In an earlier post, I blasted OKCupid and other Internet companies for outrageous, arrogant, and plain evil deception and manipulation of their users customers.
Of course, Internet capitalists have no regard for anyone’s opinion, profit rules all.
We are hearing prepublication buzz for a new book by OKCupid’s Christian Rudder, who drew my ire earlier with his arrogant claims that it must be OK because everyone is doing it.
The book is said to report “findings” from his unethical research, along with his advocacy for not only conducting such trashy “research”, but publishing it.
Actually, I haven’t seen the book, so I shouldn’t use words like “trashy”, at least not until I see the trash.
To be clear, this research is still completely unethical and evil–the data was collected without permission and through deception. But, based on an interview in the NYT, it is clear that it is bone-headed as well.
Rudder apparently has no background in social science. Otherwise, he wouldn’t be breathlessly reporting amazing things that have been repeatedly documented in academic research over the past 50 years. I did work in this area myself in the 1980s, everything he is finding is exactly what we would have predicted at that time from earlier data.
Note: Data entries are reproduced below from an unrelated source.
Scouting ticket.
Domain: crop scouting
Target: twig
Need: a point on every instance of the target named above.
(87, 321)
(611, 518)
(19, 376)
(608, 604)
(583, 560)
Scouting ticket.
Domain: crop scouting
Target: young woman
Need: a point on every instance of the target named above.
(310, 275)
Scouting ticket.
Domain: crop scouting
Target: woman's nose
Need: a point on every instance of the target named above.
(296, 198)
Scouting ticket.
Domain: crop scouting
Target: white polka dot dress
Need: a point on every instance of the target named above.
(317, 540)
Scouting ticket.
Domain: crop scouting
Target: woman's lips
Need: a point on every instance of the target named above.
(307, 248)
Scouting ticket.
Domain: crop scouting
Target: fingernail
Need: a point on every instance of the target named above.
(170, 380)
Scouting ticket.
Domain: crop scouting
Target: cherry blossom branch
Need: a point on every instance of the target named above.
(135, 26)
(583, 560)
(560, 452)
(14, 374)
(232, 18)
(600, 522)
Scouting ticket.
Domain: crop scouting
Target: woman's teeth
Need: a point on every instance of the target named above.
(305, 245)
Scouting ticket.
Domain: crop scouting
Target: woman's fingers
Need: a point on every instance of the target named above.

For example, the partners people say they are looking for and the partners people really choose are–wait for it–not the same.
And he’s amazed to discover pervasive racial selection in dating. Is this news to anyone who has eyes? Worse, he sees this as evidence of “racism”.
In fact, we have five decades and more evidence that people are often attracted to people like themselves. If he studied his data more closely, he would discover that race is only one of the many dimensions that people select on.
By the way, no points awarded for discovering pervasive racism in the US. Duh!
But it’s a bit tricky to see one kind of “likes attract” as part of a pervasive evil, while others go without mention. There is equally tendency of Catholics to prefer Catholics, Lutherans Lutherans, country folk other people from the same area. Are these evidence for pervasive and socially divisive prejudices? Or just human nature?
Based on these reported quotes, I’m not really looking forward to this book. Sigh.